The assay involves the screening of a panel of previously determined mutations, resulting in the amplification of the mutated DNA sequence (when present), which can then be identified by its distinct mass.
It can identify up to 40 mutations in a single reaction and analyze up to 100 samples a day, and it produces results in less than eight hours from DNA preparation. Considered a low-cost method, this system can be implemented in small- or medium-sized newborn screening laboratories, and its results are easy to interpret.
The new SMA-directed test, which the researchers called Agena iPLEX SMA assay, was designed to detect SMA mainly based on two well-known DNA differences between the SMN1 and SMN2 genes, one in exon 7 and another in exon 8.
The team first validated its SMA screening method in dry blood spot samples of 167 previously genotyped newborns, which included one SMA case. The method had a sensitivity and specificity of 100%, since it effectively detected the single newborn with SMA (sensitivity) without wrongly detecting the disease in any unaffected newborns (specificity).
Researchers then used the new method to screen 29,364 newborns, from six Chinese hospitals, for SMA. Results were confirmed by multiplex ligation dependent probe amplification (MLPA), a technique considered the gold standard to detect SMA.
Results showed that the new SMA screening method successfully identified three newborns with SMA — all with deletions of both exons 7 and 8 in both SMN1 gene copies — whose diagnoses were confirmed with MLPA. Based on the data, the researchers noted that the sensitivity and specificity of the new SMA screening method were both 100%.

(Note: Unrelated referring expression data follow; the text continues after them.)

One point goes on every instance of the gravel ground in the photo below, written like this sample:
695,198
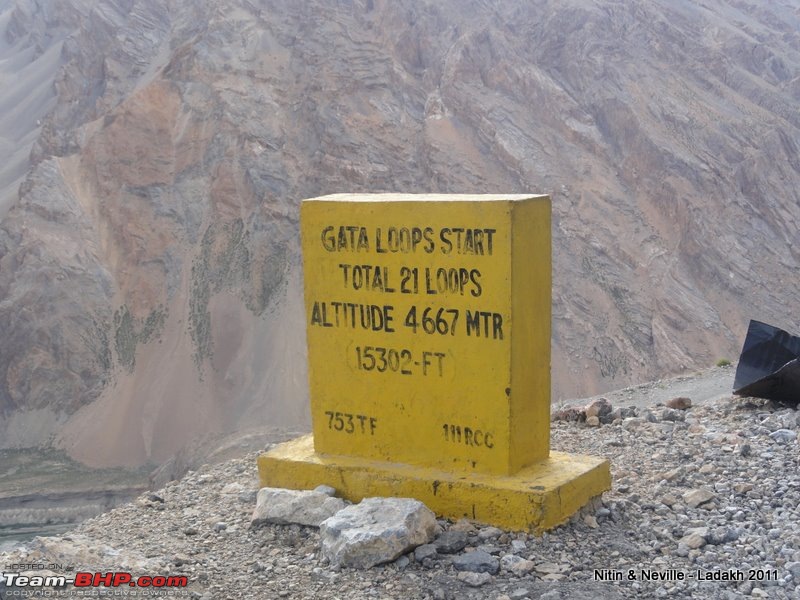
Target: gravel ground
712,489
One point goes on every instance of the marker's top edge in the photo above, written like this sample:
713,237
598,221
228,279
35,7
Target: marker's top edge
390,197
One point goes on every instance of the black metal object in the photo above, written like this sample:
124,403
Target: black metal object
769,366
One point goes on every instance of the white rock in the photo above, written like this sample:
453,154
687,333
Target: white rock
474,579
695,498
376,531
285,507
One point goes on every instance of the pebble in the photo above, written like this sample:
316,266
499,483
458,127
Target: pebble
476,562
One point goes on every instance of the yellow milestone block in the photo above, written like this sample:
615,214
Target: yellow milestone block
428,324
428,329
535,499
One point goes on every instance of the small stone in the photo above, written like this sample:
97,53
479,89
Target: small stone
744,450
463,525
476,562
474,579
451,542
783,436
375,531
549,568
597,408
679,403
489,533
669,500
695,498
569,414
693,541
523,567
326,489
510,560
425,552
402,562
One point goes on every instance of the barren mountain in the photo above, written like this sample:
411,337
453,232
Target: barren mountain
149,266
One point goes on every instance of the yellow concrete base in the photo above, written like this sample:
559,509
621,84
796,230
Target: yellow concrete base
535,499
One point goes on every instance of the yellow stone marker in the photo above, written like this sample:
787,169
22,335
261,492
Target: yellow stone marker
428,327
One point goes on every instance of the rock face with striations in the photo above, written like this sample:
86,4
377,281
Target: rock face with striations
149,265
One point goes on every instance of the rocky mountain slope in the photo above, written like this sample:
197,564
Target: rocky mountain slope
149,265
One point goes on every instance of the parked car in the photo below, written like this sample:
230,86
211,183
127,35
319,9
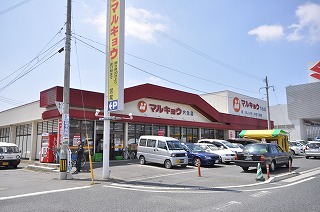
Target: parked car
226,155
163,150
240,145
243,141
9,154
263,153
296,148
222,144
195,152
312,149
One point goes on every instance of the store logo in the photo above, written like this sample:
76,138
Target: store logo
142,106
236,104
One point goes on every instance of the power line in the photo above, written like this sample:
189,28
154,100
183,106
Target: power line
208,80
13,7
10,101
196,51
24,67
34,67
91,46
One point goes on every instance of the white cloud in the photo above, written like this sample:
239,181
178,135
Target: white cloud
143,24
268,32
309,23
139,23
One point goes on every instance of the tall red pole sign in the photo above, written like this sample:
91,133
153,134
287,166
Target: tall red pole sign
316,69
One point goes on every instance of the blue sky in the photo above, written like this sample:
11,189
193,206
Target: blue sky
199,46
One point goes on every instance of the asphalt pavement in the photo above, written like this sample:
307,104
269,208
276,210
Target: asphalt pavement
131,172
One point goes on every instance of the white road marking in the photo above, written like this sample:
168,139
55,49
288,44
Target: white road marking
228,204
260,194
42,192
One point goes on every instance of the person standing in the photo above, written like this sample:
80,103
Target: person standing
79,157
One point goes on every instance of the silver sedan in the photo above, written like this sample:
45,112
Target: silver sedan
312,149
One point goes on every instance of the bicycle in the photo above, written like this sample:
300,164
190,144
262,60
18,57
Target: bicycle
74,159
128,154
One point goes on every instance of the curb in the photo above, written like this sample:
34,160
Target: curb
40,168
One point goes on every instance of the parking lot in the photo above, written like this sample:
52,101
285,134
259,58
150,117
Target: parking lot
220,175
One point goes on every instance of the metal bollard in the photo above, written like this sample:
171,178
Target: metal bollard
268,173
290,165
199,162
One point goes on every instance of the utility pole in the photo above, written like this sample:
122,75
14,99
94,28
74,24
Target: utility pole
268,107
66,98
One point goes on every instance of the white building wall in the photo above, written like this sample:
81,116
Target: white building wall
218,100
237,104
22,114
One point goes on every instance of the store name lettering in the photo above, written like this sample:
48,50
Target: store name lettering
173,111
248,104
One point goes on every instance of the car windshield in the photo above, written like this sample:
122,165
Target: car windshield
314,145
251,148
174,145
9,149
212,147
230,145
195,148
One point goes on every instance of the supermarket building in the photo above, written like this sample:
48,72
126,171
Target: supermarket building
156,110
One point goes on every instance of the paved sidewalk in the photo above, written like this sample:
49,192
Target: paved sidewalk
131,172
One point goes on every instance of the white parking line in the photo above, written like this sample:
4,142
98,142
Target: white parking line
301,176
260,194
42,192
228,204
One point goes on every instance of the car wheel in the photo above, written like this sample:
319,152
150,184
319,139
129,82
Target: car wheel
142,160
195,161
290,161
272,166
245,168
167,164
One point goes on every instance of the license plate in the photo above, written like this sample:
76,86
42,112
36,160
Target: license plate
179,161
248,158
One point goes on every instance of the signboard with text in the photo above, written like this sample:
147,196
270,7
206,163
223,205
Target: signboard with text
115,56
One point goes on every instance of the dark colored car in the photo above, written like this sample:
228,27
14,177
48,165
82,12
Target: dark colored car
263,153
195,152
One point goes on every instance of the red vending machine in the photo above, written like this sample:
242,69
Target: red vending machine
48,146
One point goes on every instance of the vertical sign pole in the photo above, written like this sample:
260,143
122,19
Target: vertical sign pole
66,98
114,91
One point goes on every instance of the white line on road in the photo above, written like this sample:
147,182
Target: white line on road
260,194
42,192
221,207
301,176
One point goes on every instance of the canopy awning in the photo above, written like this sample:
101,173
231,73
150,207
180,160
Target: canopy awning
258,134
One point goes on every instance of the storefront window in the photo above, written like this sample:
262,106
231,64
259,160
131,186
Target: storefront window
192,135
207,133
175,132
219,134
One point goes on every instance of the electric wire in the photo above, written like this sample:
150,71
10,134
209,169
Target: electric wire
24,67
164,66
31,69
135,67
10,101
14,7
194,50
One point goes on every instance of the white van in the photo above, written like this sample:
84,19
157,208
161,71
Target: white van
9,154
162,150
222,144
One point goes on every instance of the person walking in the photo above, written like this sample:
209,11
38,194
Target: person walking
79,157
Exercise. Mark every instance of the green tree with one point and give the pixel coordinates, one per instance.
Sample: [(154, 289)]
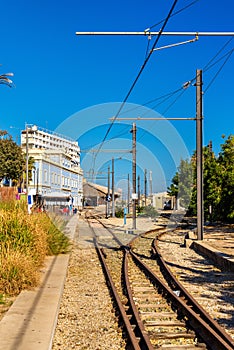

Two of these newborns (one girl and one boy) had two copies of the SMN2 gene, which is suggestive of SMA type 1, and both showed signs of neurodegeneration and reduced muscle strength before 3 months of age.
“The Agena iPLEX SMA assay is an effective and reliable approach for population-based SMA NBS,” the researchers said. “The first large-scale pilot study using this assay in the Mainland of China showed that large-scale implementation of population-based NBS for SMA is feasible.”
The team said that the method is about $3 per sample and “could be recommended as an efficient tool” for SMA newborn screening.